Check out this final piece, Overshadowed, incredible. Also see how the blog has been a detailed record of everything from inspirations, through documented creative challenges etc.

https://mayamdemangeat.wordpress.com

This one is a good record of progress, if a bit text heavy.
https://jordanputt.wordpress.com

This is our best one from last year
http://elliewildmana2media.blogspot.co.uk/

I really want you to get into the way of posting every day or other day. It's not enough to post screen shots, or music videos etc without commentary on how it's inspiring you, what you like about it etc. Think about your blogs from last year and the ways in which you could have done it better.
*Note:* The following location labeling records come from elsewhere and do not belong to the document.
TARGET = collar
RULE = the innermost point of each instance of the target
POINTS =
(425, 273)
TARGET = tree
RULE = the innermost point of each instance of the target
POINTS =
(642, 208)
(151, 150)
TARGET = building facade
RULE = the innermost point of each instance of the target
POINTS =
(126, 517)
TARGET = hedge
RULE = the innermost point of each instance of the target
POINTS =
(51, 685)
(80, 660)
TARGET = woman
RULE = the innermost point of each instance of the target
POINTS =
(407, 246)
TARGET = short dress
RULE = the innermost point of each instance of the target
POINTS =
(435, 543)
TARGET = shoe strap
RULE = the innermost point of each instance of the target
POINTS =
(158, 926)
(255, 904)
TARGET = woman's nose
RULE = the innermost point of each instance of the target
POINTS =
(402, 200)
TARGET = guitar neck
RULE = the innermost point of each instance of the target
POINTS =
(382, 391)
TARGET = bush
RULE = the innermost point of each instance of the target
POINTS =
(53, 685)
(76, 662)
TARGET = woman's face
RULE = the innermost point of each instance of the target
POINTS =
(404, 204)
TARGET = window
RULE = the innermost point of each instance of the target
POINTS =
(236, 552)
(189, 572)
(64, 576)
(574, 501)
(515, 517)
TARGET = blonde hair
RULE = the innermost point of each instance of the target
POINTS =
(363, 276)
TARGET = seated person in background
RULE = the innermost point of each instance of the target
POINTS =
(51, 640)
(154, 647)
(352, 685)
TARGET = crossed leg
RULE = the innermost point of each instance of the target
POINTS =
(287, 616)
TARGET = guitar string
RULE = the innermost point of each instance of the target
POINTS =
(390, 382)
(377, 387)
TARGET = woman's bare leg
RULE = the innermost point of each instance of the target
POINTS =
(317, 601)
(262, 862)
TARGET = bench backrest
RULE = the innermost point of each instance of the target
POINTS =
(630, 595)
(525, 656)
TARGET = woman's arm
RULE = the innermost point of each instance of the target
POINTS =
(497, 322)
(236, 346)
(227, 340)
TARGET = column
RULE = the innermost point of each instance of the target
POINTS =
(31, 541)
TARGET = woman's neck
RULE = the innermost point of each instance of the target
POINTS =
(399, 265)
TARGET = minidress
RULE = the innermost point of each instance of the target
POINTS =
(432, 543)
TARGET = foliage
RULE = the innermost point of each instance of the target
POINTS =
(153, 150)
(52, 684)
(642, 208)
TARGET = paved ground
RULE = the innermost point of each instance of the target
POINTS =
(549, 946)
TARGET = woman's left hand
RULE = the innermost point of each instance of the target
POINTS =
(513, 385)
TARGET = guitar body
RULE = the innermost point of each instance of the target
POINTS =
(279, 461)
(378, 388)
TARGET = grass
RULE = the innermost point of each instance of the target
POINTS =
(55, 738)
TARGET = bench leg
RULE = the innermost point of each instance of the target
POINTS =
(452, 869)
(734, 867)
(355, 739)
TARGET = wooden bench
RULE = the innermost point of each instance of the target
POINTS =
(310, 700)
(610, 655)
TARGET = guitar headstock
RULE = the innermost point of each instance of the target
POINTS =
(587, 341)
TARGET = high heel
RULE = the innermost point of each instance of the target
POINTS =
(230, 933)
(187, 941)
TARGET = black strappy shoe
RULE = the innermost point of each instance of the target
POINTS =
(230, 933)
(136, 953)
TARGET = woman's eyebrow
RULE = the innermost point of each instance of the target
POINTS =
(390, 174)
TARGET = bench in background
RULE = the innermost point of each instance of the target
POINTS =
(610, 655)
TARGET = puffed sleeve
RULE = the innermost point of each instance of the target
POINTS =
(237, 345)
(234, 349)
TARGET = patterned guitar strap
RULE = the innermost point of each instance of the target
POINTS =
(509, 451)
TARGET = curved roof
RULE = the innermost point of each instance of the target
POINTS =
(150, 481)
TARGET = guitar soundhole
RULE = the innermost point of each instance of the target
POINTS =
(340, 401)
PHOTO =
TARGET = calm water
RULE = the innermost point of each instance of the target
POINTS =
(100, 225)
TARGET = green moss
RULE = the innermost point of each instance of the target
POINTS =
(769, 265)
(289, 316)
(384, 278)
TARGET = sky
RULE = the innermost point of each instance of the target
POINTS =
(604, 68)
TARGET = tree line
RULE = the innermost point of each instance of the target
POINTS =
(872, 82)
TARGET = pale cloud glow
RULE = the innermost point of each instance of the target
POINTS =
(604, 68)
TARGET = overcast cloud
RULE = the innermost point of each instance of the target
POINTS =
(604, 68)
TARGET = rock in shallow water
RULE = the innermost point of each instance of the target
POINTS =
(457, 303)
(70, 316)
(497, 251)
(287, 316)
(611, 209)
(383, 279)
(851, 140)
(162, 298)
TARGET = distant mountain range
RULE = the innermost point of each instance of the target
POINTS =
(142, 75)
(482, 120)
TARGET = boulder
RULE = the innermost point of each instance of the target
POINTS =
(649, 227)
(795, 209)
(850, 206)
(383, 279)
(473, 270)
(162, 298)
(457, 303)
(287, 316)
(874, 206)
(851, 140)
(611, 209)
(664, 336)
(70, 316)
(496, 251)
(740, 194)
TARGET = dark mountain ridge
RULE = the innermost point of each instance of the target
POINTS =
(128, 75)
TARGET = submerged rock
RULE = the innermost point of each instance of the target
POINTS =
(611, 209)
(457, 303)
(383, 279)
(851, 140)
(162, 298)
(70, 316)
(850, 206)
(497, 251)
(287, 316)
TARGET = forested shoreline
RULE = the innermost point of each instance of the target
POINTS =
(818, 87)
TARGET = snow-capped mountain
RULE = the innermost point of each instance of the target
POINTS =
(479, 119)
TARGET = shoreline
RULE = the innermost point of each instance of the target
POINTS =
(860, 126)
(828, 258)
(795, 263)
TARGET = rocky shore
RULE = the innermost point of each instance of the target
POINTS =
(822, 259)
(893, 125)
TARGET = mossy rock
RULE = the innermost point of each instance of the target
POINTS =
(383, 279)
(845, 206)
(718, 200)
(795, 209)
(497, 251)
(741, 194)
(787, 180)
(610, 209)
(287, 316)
Now's your chance to improve.

Thursday 15 September 2016

Narrative theory

Narrative

In media terms, narrative is the coherence/organisation given to a series of facts. The human mind needs narrative to make sense of things. We connect events and make interpretations based on those connections. In everything we seek a beginning, a middle and an end. We understand and construct meaning using our experience of reality and of previous texts. Each text becomes part of the previous and the next through its relationship with the audience.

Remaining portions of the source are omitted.